Thank you for your response, which has helped address some of my concerns. However, I still have the following points:
-
Could you elaborate further on how the Gaussian assumption does not constrain the feature representation? From my understanding, the Wasserstein loss relies on the Gaussian assumption for both feature and code vectors, and it regularizes both distributions accordingly.
-
If fixed parameters are the reason for the limited reconstruction gain, could you provide results after tuning? From my perspective, the proposed Wasserstein regularization indeed effectively reduces quantization error and enables full codebook utilization. However, this benefit appears to rely on a simplified Gaussian assumption, which may limit the expressiveness of the model, potentially contributing to the marginal gains (compared to vanilla) reported in Table 2. It would make the paper’s contribution more complete if the authors could, for example, include a discussion of the method’s behavior under non-Gaussian features, provide results with a more expressive prior, or consider alternative distribution-matching techniques that do not rely on specific distributional assumptions (such as the suggested MMD regularization).
-
Regarding the "MMD regularization for non-Gaussian scenarios", could you summarize the relevant findings here as we won’t have access to your updated manuscript?

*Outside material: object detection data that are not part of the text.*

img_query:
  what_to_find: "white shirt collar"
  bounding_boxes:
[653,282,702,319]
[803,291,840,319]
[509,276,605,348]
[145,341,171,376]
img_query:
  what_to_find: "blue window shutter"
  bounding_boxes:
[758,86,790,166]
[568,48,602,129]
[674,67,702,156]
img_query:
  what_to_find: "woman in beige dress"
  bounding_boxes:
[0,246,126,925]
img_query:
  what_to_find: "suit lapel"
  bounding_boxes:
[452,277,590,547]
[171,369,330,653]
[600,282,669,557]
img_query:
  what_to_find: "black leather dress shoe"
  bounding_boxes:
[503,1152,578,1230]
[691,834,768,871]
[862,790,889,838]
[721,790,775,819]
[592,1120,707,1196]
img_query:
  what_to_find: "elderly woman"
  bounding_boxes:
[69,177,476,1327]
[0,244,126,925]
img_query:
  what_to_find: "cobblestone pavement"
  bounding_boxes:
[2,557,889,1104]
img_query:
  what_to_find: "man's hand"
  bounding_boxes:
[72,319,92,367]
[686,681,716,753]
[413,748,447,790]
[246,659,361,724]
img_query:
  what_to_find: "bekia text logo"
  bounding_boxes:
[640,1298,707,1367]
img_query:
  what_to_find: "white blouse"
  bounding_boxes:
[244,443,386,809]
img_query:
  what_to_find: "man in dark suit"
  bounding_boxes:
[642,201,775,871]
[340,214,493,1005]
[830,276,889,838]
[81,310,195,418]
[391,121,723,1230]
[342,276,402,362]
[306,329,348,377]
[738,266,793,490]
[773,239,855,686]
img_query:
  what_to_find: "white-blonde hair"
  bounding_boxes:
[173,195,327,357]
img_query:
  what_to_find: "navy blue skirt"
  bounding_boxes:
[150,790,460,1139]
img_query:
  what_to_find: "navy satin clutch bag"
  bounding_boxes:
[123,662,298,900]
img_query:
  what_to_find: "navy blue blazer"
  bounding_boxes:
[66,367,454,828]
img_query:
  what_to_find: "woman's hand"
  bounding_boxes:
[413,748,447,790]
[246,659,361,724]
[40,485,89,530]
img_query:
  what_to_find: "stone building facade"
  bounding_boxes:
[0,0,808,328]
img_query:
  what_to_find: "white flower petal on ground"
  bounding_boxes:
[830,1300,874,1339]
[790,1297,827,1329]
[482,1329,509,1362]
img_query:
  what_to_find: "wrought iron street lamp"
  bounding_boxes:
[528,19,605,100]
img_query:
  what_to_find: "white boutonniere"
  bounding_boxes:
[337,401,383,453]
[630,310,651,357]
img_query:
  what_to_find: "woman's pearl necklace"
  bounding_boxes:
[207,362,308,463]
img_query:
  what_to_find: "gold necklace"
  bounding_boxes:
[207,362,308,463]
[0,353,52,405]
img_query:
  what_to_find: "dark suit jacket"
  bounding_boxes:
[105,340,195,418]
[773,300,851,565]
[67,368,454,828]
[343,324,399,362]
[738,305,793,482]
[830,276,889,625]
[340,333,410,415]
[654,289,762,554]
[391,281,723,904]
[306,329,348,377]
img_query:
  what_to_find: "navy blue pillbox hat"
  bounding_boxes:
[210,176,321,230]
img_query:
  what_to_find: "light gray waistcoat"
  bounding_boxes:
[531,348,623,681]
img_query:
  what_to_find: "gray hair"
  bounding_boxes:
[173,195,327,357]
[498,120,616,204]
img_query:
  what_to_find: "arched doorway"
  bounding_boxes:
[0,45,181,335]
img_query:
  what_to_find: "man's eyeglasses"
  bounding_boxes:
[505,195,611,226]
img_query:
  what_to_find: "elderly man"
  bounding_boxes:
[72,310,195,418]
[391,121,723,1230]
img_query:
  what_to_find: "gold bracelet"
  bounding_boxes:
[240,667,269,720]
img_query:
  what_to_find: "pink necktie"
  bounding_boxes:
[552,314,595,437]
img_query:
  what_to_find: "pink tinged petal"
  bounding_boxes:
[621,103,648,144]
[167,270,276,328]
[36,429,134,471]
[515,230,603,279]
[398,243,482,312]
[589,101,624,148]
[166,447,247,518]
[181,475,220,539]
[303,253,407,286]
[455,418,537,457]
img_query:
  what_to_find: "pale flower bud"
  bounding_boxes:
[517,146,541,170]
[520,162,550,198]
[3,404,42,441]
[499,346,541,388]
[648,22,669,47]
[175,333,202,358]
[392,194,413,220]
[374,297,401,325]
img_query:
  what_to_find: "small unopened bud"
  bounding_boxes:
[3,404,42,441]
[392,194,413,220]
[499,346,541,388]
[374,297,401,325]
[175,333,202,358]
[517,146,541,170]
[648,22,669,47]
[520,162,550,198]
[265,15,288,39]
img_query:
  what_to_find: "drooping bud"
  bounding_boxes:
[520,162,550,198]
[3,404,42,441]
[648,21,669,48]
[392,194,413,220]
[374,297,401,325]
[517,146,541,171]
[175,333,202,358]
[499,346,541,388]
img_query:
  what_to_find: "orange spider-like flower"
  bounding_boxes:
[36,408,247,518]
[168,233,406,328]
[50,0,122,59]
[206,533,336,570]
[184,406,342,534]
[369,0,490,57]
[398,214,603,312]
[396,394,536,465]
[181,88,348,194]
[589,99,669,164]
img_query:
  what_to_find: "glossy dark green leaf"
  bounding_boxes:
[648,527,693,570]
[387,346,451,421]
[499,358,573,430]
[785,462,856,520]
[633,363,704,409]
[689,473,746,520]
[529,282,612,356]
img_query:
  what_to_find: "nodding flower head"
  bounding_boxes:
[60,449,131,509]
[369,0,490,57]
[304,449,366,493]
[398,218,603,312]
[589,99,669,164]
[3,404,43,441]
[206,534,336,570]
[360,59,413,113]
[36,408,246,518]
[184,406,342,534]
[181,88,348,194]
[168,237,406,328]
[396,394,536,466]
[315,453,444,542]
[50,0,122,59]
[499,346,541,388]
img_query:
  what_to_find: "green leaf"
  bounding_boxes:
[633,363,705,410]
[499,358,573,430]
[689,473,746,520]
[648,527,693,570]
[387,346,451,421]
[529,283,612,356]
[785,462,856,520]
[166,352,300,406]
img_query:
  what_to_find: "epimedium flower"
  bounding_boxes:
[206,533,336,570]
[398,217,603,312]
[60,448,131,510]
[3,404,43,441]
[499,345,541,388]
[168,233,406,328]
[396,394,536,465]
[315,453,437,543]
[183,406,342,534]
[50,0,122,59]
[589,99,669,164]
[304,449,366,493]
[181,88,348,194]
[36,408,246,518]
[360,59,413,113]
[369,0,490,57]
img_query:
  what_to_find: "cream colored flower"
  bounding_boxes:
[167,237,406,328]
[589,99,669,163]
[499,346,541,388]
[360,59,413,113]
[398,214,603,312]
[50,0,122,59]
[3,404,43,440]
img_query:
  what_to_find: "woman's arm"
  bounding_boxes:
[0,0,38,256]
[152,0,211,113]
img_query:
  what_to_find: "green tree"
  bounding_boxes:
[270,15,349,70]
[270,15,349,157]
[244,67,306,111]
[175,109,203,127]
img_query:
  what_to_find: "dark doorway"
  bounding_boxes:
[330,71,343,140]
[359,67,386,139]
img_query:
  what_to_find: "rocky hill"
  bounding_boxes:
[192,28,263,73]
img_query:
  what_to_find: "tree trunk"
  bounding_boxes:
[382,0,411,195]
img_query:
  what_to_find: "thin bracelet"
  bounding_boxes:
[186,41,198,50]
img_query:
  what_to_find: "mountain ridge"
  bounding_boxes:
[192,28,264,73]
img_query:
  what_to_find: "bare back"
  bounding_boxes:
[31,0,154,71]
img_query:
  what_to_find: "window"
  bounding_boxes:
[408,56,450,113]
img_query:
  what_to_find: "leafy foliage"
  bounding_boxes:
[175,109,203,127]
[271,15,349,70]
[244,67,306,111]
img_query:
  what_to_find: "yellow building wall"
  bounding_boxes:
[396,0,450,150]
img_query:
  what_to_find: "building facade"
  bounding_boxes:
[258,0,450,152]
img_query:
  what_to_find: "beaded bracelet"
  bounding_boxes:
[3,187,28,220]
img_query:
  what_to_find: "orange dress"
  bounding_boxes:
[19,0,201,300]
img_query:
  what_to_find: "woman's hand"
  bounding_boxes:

R 2.8 If fixed parameters are the reason for the limited reconstruction gain, could you provide results after tuning? From my perspective, the proposed Wasserstein regularization indeed effectively reduces quantization error and enables full codebook utilization. However, this benefit appears to rely on a simplified Gaussian assumption, which may limit the expressiveness of the model, potentially contributing to the marginal gains (compared to vanilla) reported in Table 2. It would make the paper’s contribution more complete if the authors could, for example, include a discussion of the method’s behavior under non-Gaussian features, provide results with a more expressive prior, or consider alternative distribution-matching techniques that do not rely on specific distributional assumptions (such as the suggested MMD regularization).
We thank the reviewer for the thoughtful suggestions, which indeed point to important directions for future analysis and improvement.
Regarding the reconstruction gain: as noted, our initial choice to hold all training hyper-parameters fixed across methods—such as model architecture, learning rate, optimizer, and data augmentations—was made to ensure a controlled and fair comparison. This design ensures that the observed gain is solely attributable to the introduction of the Wasserstein loss, rather than other confounding factors.
That said, we fully understand the reviewer’s concern and have conducted additional hyper-parameter tuning experiments beyond the fixed setup. In particular, we varied the learning rate, optimizer momentum/betas. However, these preliminary sweeps led to only modest gains, typically in the range of 0.01–0.1 PSNR points. These improvements were largely orthogonal to the core benefits introduced by Wasserstein regularization, which primarily manifests through better code utilization and reduced quantization error. We believe this further confirms that the reported reconstruction improvements already capture the structural gains from the proposed distribution-matching objective.
Regarding the magnitude of the gain itself (e.g., ~1 PSNR point): while the improvement may appear modest in absolute terms, we emphasize that it is achieved under a strong and well-tuned baseline (Vanilla VQ), without introducing new architectural components, additional supervision, or inference overhead. In this context, the observed performance gain is both non-trivial and practically meaningful. Furthermore, our method consistently enhances codebook utilization (up to 100%) and reduces quantization error across datasets and codebook sizes—core challenges in VQ-based models. These structural improvements highlight the robustness and general applicability of our approach.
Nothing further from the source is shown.